À ses côtés, le cuistot était en nage et s’épongeait régulièrement le visage rougeaud à l’aide de son tablier. Creek pensa d’abord que ce geste allait à l’encontre des règles d’hygiène les plus élémentaires. Mais à la réflexion, ça n’avait guère plus d’importance maintenant. Il ne faisait pas chaud dans le compartiment ; si le gros Panta suait à grosses gouttes, c’est parce qu’il crevait de trouille.

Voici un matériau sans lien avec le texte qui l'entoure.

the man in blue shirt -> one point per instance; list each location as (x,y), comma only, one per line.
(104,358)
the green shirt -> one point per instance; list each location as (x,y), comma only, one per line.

Et pour cause…

Ainsi, ils avaient quitté le système de Varna deux semaines plus tôt et devaient rallier la Ceinture de Whitby le plus rapidement et discrètement possible. Comme à l’accoutumée, ils ignoraient totalement la nature de leur cargaison ou l’identité de leur client. En effet, dans ce genre de business, il n’y a jamais de pourquoi ni de comment. L’unique mot-clé est combien et la réponse se fait toujours en liquide.

Le premier incident eut lieu trois jours après leur appareillage : un des matelots, qui était de quart la veille, manquait à l’appel. Malgré des recherches systématiques, on n’en retrouva pas la moindre trace. Inexplicablement, il s’était bel et bien évaporé.

Nathan, contre l’avis de son second, le contremaître Shef Bosco, tenta d’apaiser les esprits et de remonter un peu le moral de l’équipage en ouvrant un tonnelet de vin bleu qui fut très vite éclusé.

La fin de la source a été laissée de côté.